A loosey-goosey expression of that insight is that the experiments as designed reward a sort of priggishness and conformism that is not universal in human societies and that contra the assertions in the press release about this research does not "show that the advanced market societies with democratic institutions produce an ethic of spontaneous cooperation, with a strong altruistic dimension, that likely accounts at least in part for their material success and legitimacy".
Much credit for the material success of such societies goes to those who are less docile and escape the priggish pressures of the herd, and so are more creative and innovative. These are often people who bristle when oppressed by prigs rather than knuckling under in guilt. Such people are perfectly capable of truly cooperative behaviors, especially adhoc, task oriented associations. They fit well into the sort of heuristically diverse groups that Scott Page and Lu Hong have shown to be so very adept at solving the most difficult sorts of problems.
Another consideration is the very arbitrariness of the experimental design. What real world situation does the magical increase of tokens by 60% map to? An alert person would be suspicious of such a claim and discount it appropriately. This adds risk to any move in the game and casts a different meaning on the behavior of punishing prigs. Other research into economic behaviors has shown that this sort of distrust of the claims of authorities explains a great deal of what simpler economic and political models have called irrational behavior. It's perfectly rational when you consider that the authorities are often mistaken and likely lying in any event.
[NB - this is a draft post that I am not satisfied with, but a friend wanted to see it and perhaps will help fix it]
Update:
Speaking of biased language and expectations, it's Fantasy Land.
Throughout the ages people have enjoyed expressing, maybe even believing, moral discourses bearing little relationship to their everyday behavior.

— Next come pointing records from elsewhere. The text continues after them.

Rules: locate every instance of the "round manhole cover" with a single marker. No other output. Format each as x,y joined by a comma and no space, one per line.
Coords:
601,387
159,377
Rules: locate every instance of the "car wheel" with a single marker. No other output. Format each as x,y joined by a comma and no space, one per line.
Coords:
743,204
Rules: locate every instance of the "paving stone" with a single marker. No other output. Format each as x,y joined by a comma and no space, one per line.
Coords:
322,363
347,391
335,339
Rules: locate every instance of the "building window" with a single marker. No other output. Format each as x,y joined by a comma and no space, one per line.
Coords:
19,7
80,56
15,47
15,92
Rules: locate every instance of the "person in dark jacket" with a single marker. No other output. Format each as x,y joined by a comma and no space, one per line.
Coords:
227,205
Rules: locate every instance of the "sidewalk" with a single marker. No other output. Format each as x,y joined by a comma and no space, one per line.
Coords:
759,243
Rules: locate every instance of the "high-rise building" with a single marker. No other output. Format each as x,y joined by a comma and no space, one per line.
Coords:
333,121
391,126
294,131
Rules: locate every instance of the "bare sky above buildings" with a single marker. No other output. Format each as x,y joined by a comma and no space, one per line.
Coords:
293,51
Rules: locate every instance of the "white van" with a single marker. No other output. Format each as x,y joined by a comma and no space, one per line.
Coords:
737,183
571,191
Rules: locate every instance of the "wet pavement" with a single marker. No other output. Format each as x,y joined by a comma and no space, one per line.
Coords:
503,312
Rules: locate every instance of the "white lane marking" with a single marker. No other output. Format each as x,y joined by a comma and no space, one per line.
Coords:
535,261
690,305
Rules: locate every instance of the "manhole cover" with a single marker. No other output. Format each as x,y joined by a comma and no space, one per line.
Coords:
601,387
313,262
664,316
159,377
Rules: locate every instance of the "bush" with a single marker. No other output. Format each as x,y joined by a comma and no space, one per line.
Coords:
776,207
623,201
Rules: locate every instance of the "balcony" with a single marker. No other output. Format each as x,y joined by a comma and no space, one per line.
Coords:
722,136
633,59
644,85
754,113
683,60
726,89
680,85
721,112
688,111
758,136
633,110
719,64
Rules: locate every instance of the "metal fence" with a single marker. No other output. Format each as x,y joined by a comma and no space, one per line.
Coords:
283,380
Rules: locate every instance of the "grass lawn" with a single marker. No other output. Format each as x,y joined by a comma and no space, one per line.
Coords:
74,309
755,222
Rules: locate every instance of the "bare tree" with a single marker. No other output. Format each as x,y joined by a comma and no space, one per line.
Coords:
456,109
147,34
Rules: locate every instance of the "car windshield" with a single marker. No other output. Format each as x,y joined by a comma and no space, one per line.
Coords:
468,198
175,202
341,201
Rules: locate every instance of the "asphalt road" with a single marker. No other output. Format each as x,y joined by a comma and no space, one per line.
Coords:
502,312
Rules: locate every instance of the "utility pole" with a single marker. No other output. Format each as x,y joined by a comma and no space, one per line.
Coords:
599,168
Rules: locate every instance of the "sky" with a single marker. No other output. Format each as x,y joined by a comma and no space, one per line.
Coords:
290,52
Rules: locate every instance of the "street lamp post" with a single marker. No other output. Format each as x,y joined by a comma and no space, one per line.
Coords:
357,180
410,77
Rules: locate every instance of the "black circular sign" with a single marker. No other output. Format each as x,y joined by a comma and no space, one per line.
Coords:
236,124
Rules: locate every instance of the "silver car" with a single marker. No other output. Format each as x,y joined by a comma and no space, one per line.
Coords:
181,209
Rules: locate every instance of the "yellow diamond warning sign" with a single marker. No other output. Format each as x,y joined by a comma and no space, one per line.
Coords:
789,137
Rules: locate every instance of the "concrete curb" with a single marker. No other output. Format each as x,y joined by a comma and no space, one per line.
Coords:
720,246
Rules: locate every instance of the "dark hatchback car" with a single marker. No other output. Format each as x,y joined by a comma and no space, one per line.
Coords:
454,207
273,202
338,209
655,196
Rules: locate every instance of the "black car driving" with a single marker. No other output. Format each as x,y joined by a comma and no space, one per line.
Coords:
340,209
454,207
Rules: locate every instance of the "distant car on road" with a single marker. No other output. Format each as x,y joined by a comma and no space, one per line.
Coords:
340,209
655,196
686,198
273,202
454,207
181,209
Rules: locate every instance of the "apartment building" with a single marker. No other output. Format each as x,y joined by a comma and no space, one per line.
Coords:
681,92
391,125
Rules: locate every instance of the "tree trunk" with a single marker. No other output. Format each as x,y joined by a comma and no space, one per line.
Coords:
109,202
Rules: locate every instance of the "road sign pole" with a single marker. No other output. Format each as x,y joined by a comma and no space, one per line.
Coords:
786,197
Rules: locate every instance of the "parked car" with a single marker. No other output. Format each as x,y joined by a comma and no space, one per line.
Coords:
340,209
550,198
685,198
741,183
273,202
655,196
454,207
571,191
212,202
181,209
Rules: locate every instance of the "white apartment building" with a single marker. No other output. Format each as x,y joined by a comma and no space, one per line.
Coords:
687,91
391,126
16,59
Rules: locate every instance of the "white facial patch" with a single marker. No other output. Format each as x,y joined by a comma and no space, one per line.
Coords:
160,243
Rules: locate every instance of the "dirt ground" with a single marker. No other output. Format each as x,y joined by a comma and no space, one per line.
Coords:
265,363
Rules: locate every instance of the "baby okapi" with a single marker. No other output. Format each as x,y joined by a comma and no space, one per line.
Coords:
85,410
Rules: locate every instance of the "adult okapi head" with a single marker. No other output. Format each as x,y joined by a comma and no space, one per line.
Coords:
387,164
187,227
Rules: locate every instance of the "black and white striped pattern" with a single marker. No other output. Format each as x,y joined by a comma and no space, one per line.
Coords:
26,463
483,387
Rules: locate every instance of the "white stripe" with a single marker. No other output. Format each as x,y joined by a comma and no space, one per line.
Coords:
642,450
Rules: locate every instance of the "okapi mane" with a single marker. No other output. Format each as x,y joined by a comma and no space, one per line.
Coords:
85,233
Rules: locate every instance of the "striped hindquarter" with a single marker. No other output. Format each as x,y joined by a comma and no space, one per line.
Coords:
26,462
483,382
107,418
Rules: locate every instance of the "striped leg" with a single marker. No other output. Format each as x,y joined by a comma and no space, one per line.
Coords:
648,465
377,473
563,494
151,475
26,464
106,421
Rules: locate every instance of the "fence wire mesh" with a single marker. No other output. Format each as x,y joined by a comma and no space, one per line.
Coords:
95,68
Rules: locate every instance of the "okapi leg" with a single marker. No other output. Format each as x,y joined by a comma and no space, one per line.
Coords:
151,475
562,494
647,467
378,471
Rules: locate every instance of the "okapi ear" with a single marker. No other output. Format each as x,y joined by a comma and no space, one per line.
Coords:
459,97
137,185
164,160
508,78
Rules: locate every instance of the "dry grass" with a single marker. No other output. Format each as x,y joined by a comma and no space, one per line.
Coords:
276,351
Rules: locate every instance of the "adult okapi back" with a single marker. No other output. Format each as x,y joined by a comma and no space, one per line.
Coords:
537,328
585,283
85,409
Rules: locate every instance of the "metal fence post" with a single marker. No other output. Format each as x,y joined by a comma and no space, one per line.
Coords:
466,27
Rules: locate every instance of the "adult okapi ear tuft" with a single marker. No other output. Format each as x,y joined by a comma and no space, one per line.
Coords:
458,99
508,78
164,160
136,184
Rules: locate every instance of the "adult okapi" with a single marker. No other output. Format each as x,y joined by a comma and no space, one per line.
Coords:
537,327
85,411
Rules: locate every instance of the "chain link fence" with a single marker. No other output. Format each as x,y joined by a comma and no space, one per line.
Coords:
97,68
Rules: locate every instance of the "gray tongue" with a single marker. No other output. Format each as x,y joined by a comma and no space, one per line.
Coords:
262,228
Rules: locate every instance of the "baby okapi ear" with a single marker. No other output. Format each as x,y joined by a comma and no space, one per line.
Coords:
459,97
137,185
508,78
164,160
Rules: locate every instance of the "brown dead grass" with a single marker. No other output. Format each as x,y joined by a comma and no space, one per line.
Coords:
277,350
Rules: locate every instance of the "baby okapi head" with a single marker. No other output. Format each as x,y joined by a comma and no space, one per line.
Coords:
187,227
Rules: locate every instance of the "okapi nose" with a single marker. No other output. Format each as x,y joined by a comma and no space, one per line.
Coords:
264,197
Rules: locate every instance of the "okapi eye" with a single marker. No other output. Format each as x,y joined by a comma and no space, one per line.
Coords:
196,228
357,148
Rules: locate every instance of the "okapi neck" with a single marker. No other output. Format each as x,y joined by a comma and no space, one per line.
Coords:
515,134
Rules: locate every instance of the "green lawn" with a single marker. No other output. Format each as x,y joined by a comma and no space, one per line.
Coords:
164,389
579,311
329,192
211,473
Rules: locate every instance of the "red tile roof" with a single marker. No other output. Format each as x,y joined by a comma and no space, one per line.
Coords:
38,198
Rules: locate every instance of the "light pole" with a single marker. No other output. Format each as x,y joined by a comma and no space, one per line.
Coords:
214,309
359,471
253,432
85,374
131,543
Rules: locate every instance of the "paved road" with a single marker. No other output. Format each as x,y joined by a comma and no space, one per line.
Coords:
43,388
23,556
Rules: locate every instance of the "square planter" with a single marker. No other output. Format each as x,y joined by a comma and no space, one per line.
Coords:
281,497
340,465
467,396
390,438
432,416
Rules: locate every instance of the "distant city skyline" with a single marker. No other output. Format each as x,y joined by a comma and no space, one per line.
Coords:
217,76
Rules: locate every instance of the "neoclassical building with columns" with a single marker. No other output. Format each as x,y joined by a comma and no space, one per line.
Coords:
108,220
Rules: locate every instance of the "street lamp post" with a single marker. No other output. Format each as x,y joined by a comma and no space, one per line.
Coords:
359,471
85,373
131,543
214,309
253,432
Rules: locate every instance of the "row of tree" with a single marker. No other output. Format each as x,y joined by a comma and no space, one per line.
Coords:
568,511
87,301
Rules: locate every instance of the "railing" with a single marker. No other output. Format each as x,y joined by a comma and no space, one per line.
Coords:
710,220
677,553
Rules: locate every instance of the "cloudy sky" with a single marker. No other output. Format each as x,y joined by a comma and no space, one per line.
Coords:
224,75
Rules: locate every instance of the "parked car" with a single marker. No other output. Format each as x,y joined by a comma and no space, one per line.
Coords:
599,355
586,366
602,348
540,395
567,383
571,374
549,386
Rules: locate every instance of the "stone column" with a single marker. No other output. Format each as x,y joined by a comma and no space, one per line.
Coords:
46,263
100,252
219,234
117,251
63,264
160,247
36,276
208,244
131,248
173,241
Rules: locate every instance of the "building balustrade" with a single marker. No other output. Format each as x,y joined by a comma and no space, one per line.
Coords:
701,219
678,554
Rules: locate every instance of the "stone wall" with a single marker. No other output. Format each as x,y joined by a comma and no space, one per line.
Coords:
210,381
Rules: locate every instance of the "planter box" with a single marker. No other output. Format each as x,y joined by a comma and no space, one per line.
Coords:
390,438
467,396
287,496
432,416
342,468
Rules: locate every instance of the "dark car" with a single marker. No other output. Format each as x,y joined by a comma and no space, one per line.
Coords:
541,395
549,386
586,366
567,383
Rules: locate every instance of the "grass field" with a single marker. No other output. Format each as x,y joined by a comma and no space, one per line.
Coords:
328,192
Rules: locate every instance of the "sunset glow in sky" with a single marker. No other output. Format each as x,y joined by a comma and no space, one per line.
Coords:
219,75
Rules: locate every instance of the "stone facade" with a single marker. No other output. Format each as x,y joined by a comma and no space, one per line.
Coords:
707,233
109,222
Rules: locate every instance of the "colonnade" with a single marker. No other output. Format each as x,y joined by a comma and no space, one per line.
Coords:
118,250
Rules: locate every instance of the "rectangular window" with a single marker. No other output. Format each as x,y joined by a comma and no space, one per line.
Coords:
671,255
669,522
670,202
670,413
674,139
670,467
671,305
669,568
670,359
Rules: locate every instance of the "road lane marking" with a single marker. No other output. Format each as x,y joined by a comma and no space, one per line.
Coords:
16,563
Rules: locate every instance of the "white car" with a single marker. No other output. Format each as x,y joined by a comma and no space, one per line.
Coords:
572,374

And, as people tend to be more rational in their actions than in their talk or in their thoughts, we are fortunate that morals have largely remained in the realm of fantasy.I've complained that politics looks backwards, and so always fails to address current realities, still chewing on old historical bones rather than the meat of present or future issues. This seems most clear when politics chases moral discourses, which tend to be even more backward.It seems to me that human living standards have improved faster than our moral discourse. In this sense, the contrast between our well-being and our fantastic ideology has never been greater than at present. The "consensus" moral of our time is a potpourri of socialist, environmentalist and puritanical ideas that stand in stark contrast to almost everything that makes our lives enjoyable.
I wonder if it could be otherwise? Can morality and politics be reformed in some way to engage with reality?
Update:
Richard Posner on student docility
From the standpoint of most teachers, right up to and including the level of teachers of college undergraduates, the ideal student is well behaved, unaggressive, docile, patient, meticulous, and empathetic in the sense of intuiting the response to the teacher that is most likely to please the teacher. Those are traits less characteristic of boys than of girls.College students make exceedingly poor test subjects when the objective is to understand society. By the time they reach college they have been selected for unusual docility.